Yun Canghao asintió de inmediato con una sonrisa.
—Te acompañaré.
Mo Junye le lanzó una mirada a Yun Canghao sin decir nada, luego se dio la vuelta y salió.
Las flores de loto en el estanque estaban en plena floración, y el agua era tan clara que se podía ver el fondo, con peces nadando alegremente de un lado a otro.
Una suave brisa les rozó el rostro, haciéndolos sentir renovados, y el paisaje era increíblemente hermoso.
—¿Te gusta el ambiente de aquí? —preguntó Yun Canghao, sonriendo a Mo Junye.
Mo Junye bajó los párpados y respondió con indiferencia:
—Está bien.
Yun Canghao condujo a Mo Junye hacia un jardín, pero más adelante parecían escucharse sonidos de pelea.
Mo Junye arqueó una ceja y caminó hacia el lugar de donde provenía el ruido.
—¡Ustedes dos, deténganse! —Di Yun frunció el ceño al ver a los dos hombres peleando ferozmente.
—¡Dile primero a él que se detenga! —dijo Di Hong con irritación, mientras una ráfaga de energía pasaba velozmente junto a él.
—¡Si hoy no te doy una lección, invertiré mi nombre! —gritó Di Teng, blandiendo su espada una vez más contra Di Hong.
—Bien, inviértelo. Solo estoy diciendo la verdad. ¿Por qué estás tan enojado? —Di Hong no creía haber hecho nada malo. ¿Acaso ya no se podía decir la verdad?
Los dos pelearon aún con más ferocidad, aunque por suerte ambos sabían que estaban en el Palacio Demoníaco, así que ninguno usó toda su fuerza. Aun así, las flores del jardín quedaron pisoteadas y destruidas.
Al mirar las flores arruinadas, Di Chen no pudo evitar lamentarse:
—A estos dos realmente les encanta causar estragos.
—Si siguen peleando, podrían atraer la atención del Señor Demoníaco. Eso sería problemático —dijo Di Yun con el ceño fruncido.
Di Chen volvió la cabeza para mirar, y su expresión se volvió compleja mientras decía:
—No hace falta preocuparse por eso.
—¿Por qué? —Di Yun miró a Di Chen, confundido.
Di Chen suspiró, luego se arrodilló en dirección a Yun Canghao y saludó:
—¡Saludos al Señor Demoníaco!
Al oír eso, el corazón de Di Yun dio un vuelco, y rápidamente se arrodilló también.
—¡Saludos al Señor Demoníaco!
Cuando vieron aparecer a Yun Canghao, Di Hong y Di Teng, que habían estado peleando con fiereza, se detuvieron de inmediato y se arrodillaron ante él, inclinando la cabeza con respeto.
—¡Saludos al Señor Demoníaco!
Yun Canghao entrecerró los ojos, y un destello peligroso brilló en ellos.
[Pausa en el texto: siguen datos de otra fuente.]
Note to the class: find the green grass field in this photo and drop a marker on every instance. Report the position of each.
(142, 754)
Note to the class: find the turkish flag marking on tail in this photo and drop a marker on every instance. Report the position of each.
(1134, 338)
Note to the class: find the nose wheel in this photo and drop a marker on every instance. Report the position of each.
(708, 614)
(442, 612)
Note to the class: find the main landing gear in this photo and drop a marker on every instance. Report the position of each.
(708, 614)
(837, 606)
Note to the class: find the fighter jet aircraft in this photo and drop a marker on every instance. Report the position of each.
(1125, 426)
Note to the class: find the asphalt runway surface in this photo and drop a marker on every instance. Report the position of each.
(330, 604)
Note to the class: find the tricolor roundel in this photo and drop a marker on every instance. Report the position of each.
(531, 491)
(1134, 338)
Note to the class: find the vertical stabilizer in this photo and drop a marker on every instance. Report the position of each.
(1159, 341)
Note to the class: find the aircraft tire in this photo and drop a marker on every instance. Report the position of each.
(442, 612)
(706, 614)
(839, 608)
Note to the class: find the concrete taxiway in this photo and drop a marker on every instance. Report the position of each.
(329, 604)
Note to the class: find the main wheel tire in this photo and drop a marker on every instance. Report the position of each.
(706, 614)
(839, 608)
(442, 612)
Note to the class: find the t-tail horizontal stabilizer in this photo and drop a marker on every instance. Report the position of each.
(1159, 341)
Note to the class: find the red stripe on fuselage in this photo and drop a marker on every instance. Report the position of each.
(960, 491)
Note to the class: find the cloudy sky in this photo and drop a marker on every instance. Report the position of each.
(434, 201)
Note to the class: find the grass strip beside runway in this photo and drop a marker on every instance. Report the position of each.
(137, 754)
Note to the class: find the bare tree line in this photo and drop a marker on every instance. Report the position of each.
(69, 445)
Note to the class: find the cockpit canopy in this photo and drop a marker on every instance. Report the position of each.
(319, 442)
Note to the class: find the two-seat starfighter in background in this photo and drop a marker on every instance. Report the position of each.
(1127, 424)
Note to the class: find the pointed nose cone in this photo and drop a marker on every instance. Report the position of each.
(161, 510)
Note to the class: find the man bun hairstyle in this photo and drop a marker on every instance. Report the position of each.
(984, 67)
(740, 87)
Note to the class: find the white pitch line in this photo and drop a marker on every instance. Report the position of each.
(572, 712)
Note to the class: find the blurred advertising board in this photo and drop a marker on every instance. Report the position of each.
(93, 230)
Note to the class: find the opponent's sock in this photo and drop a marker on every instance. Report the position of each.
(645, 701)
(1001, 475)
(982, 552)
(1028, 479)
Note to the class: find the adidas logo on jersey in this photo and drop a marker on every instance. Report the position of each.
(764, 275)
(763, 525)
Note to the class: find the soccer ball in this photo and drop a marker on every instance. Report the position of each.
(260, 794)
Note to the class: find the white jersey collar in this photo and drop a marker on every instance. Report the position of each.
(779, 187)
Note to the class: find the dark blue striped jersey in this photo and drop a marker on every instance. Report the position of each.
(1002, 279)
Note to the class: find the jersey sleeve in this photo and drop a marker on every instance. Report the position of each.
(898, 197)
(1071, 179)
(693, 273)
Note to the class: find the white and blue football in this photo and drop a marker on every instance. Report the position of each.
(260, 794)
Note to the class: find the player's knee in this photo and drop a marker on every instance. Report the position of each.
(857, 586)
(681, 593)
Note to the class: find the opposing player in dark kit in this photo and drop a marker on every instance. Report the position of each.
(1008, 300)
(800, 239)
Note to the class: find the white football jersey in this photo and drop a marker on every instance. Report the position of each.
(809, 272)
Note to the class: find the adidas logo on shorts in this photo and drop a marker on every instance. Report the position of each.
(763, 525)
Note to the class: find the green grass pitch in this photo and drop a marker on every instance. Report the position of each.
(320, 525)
Qué decepcionante. Xiao Ye por fin había aceptado salir a pasear con él, y justo entonces esta gente maldita tenía que interrumpirlos.
Sintiendo la presión que emanaba de Yun Canghao, los rostros de Di Hong, Di Yun, Di Teng y Di Chen palidecieron, con el corazón lleno de ansiedad.
Aunque Yun Canghao no había dicho una palabra, sabían que estaba enfadado.
¿Podía ser porque Di Hong y Di Teng estaban peleando dentro del Palacio Demoníaco?
Pero Di Hong y Di Teng ya habían peleado allí antes, e incluso con más violencia que esta vez, y el Señor Demoníaco no había aparecido entonces.
—Eh… Señor Demoníaco… puedo explicarlo… —Di Hong, esforzándose bajo la presión, levantó lentamente la cabeza, solo para quedarse atónito al ver la figura de Mo Junye. Su rostro se puso pálido.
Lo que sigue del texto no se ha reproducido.